Species of gastropod

Cerodrillia thea is a species of sea snail, a marine gastropod mollusk in the family Drilliidae.

==Description==
The elongate shell size varies between 13 mm and 19 mm. The shell is ashy olivaceous, covered with a shiny very thin epidermis, and is claret-brown within the aperture. The whitish apex is small and rather blunt. There are eight, moderately convex, smooth whorls with eleven short, somewhat oblique, slightly curved, strong axial ribs, more prominent on the periphery and fading away towards the sutures and not distinctly differentiated from the interspaces. They are somewhat irregularly waved and concave anteriorly.

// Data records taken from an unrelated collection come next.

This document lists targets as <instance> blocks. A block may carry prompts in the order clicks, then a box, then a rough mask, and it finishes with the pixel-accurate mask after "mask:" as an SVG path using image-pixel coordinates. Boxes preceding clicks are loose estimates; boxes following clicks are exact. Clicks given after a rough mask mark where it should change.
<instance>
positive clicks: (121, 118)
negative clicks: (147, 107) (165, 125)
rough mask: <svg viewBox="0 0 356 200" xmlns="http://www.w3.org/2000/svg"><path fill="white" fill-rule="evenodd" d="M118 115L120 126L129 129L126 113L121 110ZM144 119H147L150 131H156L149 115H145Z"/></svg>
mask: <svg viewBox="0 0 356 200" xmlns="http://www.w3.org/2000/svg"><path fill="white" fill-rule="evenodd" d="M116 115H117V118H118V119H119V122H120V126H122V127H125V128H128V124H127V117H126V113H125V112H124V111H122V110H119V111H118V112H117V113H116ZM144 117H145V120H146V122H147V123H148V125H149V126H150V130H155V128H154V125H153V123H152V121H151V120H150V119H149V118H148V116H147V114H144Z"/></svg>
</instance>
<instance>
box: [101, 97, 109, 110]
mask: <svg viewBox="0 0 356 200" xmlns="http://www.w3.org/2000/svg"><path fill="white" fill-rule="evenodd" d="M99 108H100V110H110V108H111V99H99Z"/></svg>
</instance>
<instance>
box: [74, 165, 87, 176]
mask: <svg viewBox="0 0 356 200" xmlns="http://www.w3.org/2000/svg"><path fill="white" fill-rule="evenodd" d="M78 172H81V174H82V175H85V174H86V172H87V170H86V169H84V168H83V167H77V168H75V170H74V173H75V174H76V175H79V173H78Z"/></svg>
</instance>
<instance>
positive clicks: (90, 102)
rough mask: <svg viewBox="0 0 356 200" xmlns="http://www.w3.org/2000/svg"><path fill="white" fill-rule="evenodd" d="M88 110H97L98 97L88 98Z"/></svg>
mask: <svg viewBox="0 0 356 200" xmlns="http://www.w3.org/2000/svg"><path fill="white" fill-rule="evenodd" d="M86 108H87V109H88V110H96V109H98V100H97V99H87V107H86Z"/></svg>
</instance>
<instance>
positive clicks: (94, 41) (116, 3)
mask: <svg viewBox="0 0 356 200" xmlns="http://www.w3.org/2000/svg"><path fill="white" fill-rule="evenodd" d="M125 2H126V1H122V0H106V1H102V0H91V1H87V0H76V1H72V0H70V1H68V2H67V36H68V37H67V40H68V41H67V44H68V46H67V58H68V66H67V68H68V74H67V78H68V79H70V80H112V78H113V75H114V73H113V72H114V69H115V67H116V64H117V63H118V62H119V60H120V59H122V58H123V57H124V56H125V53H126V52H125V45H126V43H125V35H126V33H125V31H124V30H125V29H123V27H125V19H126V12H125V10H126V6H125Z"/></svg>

The shell shows an evanescent spiral strife, not always visible, and eight or ten spiral raised threads on the anterior third of the body whorl. The body whorl is otherwise smooth. The notch is deep, rounded and leaving no fasciole. The short siphonal canal is straight. The sutures are distinct and slightly appressed. The wide, oval aperture is short and is internally claret brown. The inner lip shows a slight callus. The outer lip is much curved forward, polished and smooth within.

==Distribution==
This species occurs in the Gulf of Mexico, the Caribbean Sea and the Lesser Antilles; in the Atlantic Ocean off Eastern Brazil at depths up to 203 m.